Story last updated at 5/7/2008 - 10:41 am
It's legal to carry a firearm in Arizona
I knew I was in the West, the land of Wyatt Earp and Doc Holliday, when I met a man dressed in black carrying a big gun on his hip.
I was in Tucson, Ariz., in February this year. My wife, Sally, and I were attending a wholesale jewelry and gem show. While visiting a used book shop on Fourth Avenue, browsing along the aisles, a man came in. He was in his 40s, about 5 foot 8 inches tall, casually clothed in black shirt and slacks.
When about 4 feet away, I saw the gun. I asked if he was a policeman or security officer.
He said, "No, I always carry a pistol."
"Is it a 45," I asked.
"No," he answered, "it's a 357." This was the same as Clint Eastwood carried in the movies.
He related that it often came in handy. Once he was confronted by a gang of young men with baseball bats. He pulled the gun and they rapidly withdrew. Just outside the bookstore a panhandler had approached him but when he saw the weapon he recoiled sharply.

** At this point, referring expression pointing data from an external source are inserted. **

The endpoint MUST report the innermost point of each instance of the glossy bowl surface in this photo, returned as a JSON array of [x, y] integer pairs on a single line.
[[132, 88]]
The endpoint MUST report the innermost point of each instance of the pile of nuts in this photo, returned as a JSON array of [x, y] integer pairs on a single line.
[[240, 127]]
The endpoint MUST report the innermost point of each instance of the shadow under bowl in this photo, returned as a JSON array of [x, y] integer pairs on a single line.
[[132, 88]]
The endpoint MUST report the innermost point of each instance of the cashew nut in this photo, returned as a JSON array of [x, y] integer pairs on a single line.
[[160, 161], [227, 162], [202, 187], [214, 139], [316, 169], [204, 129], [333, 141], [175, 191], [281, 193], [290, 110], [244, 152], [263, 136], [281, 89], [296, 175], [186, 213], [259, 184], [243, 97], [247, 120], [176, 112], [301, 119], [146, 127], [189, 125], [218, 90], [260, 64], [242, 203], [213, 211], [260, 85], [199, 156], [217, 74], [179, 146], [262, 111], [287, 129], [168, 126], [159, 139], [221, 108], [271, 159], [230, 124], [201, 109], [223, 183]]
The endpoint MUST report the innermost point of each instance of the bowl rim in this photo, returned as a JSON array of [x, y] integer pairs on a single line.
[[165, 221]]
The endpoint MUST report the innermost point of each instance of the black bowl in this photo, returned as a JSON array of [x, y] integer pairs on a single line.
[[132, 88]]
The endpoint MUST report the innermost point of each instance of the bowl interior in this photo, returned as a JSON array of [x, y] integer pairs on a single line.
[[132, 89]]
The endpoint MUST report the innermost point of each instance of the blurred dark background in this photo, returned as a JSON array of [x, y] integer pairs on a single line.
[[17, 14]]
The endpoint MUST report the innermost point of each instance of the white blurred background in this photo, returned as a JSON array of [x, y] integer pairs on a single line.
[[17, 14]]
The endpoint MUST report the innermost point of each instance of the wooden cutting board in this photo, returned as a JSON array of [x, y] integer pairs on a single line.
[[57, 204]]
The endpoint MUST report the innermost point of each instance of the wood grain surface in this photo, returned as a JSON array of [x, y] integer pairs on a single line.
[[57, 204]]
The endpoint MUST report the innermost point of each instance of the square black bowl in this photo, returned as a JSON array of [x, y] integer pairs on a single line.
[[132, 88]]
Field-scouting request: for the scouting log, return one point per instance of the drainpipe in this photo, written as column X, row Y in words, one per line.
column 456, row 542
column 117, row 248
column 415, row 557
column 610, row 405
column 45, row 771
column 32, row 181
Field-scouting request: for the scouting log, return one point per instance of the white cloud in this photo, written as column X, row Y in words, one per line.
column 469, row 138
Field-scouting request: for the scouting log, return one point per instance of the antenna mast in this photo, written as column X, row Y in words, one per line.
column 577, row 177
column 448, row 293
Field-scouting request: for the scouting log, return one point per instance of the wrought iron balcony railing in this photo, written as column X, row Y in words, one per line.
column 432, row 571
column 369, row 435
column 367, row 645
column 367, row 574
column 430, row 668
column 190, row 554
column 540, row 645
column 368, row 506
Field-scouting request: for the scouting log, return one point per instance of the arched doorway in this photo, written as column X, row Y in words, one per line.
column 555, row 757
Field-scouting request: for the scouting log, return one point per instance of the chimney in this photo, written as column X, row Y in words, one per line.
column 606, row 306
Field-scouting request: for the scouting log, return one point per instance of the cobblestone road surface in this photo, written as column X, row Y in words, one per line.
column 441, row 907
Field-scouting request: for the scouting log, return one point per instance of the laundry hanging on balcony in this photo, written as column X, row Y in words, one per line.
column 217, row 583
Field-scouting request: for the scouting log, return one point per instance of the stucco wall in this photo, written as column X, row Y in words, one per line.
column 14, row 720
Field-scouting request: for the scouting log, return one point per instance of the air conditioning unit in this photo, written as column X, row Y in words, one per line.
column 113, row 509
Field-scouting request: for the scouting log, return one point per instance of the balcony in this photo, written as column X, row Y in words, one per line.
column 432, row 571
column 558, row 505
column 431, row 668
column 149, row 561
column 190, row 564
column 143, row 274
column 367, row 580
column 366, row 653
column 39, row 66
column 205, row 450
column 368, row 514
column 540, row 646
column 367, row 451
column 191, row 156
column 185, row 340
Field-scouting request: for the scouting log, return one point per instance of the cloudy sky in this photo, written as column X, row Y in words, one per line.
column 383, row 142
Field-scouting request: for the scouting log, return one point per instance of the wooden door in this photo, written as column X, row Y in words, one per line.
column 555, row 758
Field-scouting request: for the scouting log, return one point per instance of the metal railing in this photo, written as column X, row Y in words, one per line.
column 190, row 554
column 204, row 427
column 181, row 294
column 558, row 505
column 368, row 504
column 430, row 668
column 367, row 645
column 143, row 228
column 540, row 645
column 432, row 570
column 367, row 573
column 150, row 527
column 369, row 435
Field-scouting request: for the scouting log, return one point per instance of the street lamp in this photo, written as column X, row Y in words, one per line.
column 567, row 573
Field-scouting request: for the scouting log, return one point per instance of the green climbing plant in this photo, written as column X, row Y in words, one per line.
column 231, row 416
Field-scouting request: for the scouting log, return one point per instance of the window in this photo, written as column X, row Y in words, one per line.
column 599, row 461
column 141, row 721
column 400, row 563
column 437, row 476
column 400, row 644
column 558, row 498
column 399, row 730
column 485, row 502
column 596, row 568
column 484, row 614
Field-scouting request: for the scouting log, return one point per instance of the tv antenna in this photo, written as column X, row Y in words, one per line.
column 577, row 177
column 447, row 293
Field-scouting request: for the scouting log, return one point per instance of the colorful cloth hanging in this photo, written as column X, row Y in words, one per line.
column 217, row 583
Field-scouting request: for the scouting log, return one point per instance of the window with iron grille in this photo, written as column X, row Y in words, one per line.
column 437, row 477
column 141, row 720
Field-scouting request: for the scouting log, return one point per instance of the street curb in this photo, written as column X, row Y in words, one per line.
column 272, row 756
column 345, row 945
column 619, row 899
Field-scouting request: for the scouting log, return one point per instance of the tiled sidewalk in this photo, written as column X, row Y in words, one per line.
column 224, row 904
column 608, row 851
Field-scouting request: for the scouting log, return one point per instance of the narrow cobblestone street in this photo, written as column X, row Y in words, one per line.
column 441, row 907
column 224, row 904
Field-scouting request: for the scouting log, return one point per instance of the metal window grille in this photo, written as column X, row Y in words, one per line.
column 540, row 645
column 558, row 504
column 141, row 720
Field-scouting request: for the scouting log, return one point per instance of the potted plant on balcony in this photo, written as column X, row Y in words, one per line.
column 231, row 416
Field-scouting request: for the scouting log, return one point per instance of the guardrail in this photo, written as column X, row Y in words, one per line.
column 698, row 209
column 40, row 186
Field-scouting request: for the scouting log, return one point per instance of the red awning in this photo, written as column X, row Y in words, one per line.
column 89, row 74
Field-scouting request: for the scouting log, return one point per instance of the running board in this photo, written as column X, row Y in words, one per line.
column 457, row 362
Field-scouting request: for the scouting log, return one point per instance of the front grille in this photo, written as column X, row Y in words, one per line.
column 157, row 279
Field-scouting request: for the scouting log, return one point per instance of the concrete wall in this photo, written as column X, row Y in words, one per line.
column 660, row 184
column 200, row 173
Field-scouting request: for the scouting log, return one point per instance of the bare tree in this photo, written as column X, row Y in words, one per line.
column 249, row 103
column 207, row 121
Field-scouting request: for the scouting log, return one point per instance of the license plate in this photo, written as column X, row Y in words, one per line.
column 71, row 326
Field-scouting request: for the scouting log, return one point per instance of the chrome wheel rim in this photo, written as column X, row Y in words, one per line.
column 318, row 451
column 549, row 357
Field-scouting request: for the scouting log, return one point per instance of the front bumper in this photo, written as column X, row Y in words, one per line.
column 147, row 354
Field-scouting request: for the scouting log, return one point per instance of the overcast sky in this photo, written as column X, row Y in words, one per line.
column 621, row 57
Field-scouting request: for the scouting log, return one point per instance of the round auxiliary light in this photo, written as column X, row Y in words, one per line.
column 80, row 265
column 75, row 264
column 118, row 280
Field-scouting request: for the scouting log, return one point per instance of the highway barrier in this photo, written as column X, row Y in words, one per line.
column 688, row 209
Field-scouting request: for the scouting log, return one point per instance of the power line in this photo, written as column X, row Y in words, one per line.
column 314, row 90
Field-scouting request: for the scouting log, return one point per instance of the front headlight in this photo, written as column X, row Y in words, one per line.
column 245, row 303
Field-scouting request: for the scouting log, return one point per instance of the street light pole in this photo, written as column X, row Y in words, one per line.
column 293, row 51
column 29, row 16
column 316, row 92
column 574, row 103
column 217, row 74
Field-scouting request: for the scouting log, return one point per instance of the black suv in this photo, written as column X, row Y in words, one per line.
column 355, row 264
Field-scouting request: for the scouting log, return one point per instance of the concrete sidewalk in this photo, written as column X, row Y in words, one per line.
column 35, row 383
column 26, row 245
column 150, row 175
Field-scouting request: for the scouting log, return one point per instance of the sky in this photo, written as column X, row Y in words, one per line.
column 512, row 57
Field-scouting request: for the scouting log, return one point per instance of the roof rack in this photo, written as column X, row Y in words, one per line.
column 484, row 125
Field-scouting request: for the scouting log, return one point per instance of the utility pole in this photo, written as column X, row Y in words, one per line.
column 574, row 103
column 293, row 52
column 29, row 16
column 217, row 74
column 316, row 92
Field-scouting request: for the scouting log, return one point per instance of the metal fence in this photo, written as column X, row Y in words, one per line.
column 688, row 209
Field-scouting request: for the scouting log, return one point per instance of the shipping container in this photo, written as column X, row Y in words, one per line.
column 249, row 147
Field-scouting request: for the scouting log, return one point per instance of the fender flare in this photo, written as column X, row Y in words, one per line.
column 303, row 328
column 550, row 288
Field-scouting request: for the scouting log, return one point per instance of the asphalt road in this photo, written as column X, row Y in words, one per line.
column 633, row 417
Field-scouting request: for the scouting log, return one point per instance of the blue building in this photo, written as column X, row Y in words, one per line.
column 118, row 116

"It's legal to carry a firearm in Arizona," he said.
He even had a permit to carry a concealed weapon but he preferred an open display. His dad had set an example for him. He was a long-time state and federal lawman.
Wow! I knew I was in the land of the frontier West. Tombstone is the place where Wyatt Earp and his brothers and Doc Holliday fought the Clanton gang at the OK Corral. Tombstone is only 11 hours from Tucson by stagecoach. I read in the Arizona Republic that same day that Doc Holliday is buried in Glendale, the site of a famous hot spring.
Wyatt Earp, in my opinion, is the most famous and successful gunman, lawman and gambler in the history of the West. He even came to Nome in the early 1900's during the Gold Rush where he owned and operated a saloon and gambling hall. Later in California he got into the oil leasing business. He lived a long life that certainly included much of the history of the West. He died in 1929 at the age of 80.
This Tucson experience gave a very different sense of place compared to Alaska. Up here it seems to me that carrying a pistol or rifle usually means that a person is going hunting. In Arizona, it means that you better be careful, and not offend, or make a bad move.
Lifelong Alaskan Elton Engstrom is a retired fish buyer, lawyer and legislator (1964-70) who lives in Juneau.